Klaus Mann se refere ao incêndio do
Reichstag, o Parlamento alemão, perpetrado por criminosos e
provocadores nazistas para incriminar os judeus e a oposição. Höfgen,
nesse momento, estava em Paris, e, diante da ascensão do nazismo,
com medo de retornar à Alemanha. Afinal, ele andara em companhia dos
bolcheviques e assumira idéias execradas pelo novo regime político.
Mesmo à distância, porém, percebeu as conexões que envolviam a
idealização e execução desse crime provocador. Essa percepção não o
impediu de, na primeira oportunidade que teve, se reconciliar com o
inimigo e voltar ao país natal.
O momento crucial da consagração do
pacto com o Mal ocorre, após o seu retorno, com a encenação da peça
Fausto, de Goethe, cuja interpretação coroou a sua fama e
ascensão de autor. Mefisto foi seu grande papel, ator e personagem
se confundiam. Agora, na platéia está o todo-poderoso
primeiro-ministro. Este faz questão de cumprimentá-lo e sela a sua
fama e a certeza de que conquistara a confiança do poder.
“O primeiro-ministro levantou-se:
ficou de pé em toda a sua grandeza e opulência faiscante e
estendeu a mão ao autor. Estava cumprimentando-o pelo seu belo
desempenho?

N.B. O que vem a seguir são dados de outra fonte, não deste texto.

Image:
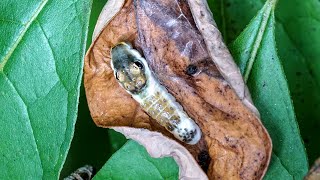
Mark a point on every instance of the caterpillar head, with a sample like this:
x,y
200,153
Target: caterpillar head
x,y
129,68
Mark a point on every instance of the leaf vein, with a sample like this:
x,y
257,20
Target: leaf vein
x,y
266,15
21,35
28,117
52,53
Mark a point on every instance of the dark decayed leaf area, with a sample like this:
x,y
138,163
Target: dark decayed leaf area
x,y
41,52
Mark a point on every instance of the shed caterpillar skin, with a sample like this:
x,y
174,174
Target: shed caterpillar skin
x,y
133,74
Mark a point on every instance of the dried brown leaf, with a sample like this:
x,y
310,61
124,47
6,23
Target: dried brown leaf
x,y
166,33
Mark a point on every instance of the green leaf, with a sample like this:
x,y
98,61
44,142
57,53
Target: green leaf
x,y
42,46
298,39
232,16
256,55
91,144
132,161
297,36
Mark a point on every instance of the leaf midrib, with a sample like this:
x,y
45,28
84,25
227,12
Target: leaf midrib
x,y
21,35
270,5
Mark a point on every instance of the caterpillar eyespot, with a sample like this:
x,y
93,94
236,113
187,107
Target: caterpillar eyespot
x,y
133,74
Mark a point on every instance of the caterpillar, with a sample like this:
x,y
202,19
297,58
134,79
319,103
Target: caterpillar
x,y
133,74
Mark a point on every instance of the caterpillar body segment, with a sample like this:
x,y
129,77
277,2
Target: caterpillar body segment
x,y
133,74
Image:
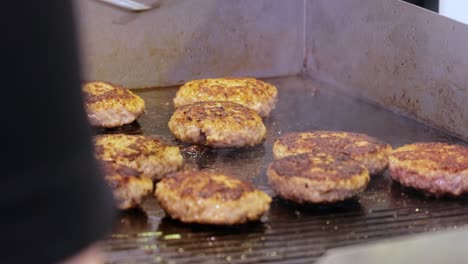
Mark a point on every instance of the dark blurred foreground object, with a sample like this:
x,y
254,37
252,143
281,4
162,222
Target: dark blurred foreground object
x,y
54,202
432,5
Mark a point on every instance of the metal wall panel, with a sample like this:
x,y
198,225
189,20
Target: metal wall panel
x,y
405,58
184,40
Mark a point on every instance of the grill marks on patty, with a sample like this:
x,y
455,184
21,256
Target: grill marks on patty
x,y
318,167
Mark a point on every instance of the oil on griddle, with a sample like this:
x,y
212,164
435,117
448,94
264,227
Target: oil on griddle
x,y
289,233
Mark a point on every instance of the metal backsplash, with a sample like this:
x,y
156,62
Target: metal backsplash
x,y
184,40
402,57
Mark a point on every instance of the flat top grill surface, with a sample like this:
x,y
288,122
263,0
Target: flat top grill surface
x,y
289,233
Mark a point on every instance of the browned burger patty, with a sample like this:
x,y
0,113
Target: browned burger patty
x,y
371,152
210,198
217,124
129,187
254,94
108,105
317,178
436,168
150,155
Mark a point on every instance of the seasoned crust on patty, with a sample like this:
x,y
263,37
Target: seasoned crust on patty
x,y
129,188
254,94
217,124
109,105
371,152
436,168
210,198
150,155
317,178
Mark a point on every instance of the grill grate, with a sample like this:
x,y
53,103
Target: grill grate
x,y
289,233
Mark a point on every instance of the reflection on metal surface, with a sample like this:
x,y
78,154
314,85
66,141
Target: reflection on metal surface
x,y
289,232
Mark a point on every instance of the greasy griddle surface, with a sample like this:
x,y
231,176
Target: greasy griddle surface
x,y
289,233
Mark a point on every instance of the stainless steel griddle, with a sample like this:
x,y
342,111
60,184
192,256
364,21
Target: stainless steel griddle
x,y
289,233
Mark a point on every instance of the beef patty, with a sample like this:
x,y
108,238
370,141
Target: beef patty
x,y
109,105
319,178
150,155
254,94
210,198
371,152
217,124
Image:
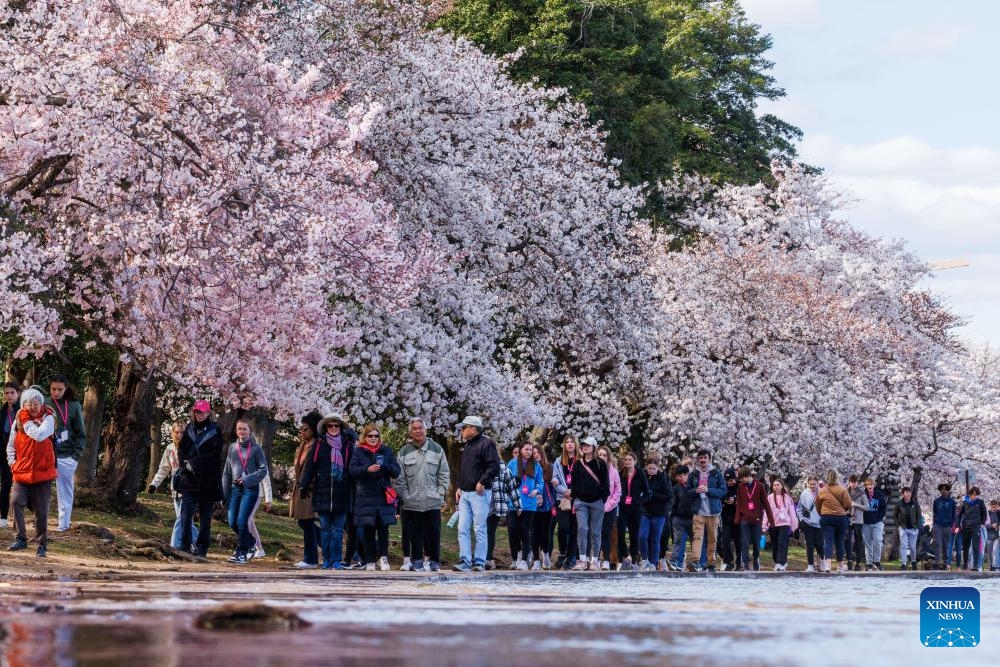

Era como se o potentado estivesse fazendo uma
aliança com o comediante.
Todos na platéia arregalaram os
olhos boquiabertos. Acompanharam os gestos das três pessoas lá
em cima no camarote como se fosse um espetáculo extraordinário,
uma pantomima mágica intitulada “O ator seduz o poder”. Nunca
Hendrik fora alvo de tanta inveja. Como devia estar feliz!”
(p.207).
Sim, ele seduzira o poder e, numa
simbiose macabra, fora seduzido por este. O ator provinciano se
elevara ao Olimpo. Não importa o custo, nem que tenha sacrificado os
verdadeiros amigos e a si mesmo no altar de tais divindades; não
importa que a sua estrada tenha sido pavimentada por cadáveres. Nada
importa! Tudo o que importa é compartilhar do poder encarnado pelo
primeiro-ministro. Ele, contudo, tem consciência do significado do
seu ato. Ele já não se pertence:
“Eram apenas a felicidade e o
orgulho que o faziam tremer? Ou sentia também alguma outra coisa
– para a sua própria surpresa? E o que seria essa outra coisa?
Seria medo? Era algo parecido com asco... “Agora estou realmente
sujo”, pensou Hendrik consternado. “Agora tenho uma mancha na
mão que jamais conseguirei tirar... Agora me vendi... Agora
estou marcado!” (p.207-208).
Estava certo! Mas vencera e tornara-se o
diretor do Teatro Nacional. Não tardou e foi recebido pelo “Messias
de todos os germanos” (p.279), o Führer. Todavia, o poder e a
opulência não eram suficientes para fazê-lo esquecer os fantasmas
que o atormentavam. Não há como fugir de si mesmo!